Holzinger-Swineford (1937) introduced the bifactor model of a general factor and uncorrelated group factors. The Holzinger correlation matrix is a 14 * 14 matrix from their paper. The Reise data set is 16 * 16 correlation matrix of mental health items. The Thurstone correlation matrix is a 9 * 9.

Usage

data(bifactor)

Arguments

source

Holzinger: Holzinger and Swineford (1937) Reise: Steve Reise (personal communication) sem help page (for Thurstone)

Details

Holzinger and Swineford introduced the bifactor model (one general factor and several group factors) for mental abilities. This is a nice demonstration data set of a hierarchical factor structure that can be analyzed using the omega function or using sem. The bifactor model is typically used in measures of cognitive ability.

The 14 variables are ordered to reflect 3 spatial tests, 3 mental speed tests, 4 motor speed tests, and 4 verbal tests. The sample size is 355.

More recent applications of the bifactor model are to the measurement of psychological status. The Reise data set is a correlation matrix based upon >35,000 observations to the Consumer Assessment of Health Care Provideers and Systems survey instrument. Reise, Morizot, and Hays (2007) describe a bifactor solution based upon 1,000 cases.
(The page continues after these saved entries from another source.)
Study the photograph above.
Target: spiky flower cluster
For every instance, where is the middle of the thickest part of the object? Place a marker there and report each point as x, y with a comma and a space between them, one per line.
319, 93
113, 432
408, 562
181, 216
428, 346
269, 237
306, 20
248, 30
The five factors from Reise et al. reflect Getting care quickly (1-3), Doctor communicates well (4-7), Courteous and helpful staff (8,9), Getting needed care (10-13), and and Health plan customer service (14-16).

The 9 variable Thurstone problem is discussed in detail by R. P. McDonald (1999) and is used as example in the sem package.

  • Holzinger: 14 x 14 correlation matrix of ability tests, N = 355
  • Reise: 16 x 16 correlation matrix of health satisfaction items. N = 35,000
  • Thurstone: 9 x 9 correlation matrix of ability tests, N = 213

References

Holzinger, Karl and Swineford, Frances (1937) The Bi-factor method. Psychometrika, 2, 41-54

McDonald, Roderick P. (1999) Test theory: A unified treatment. L. Erlbaum Associates Mahwah, N.J.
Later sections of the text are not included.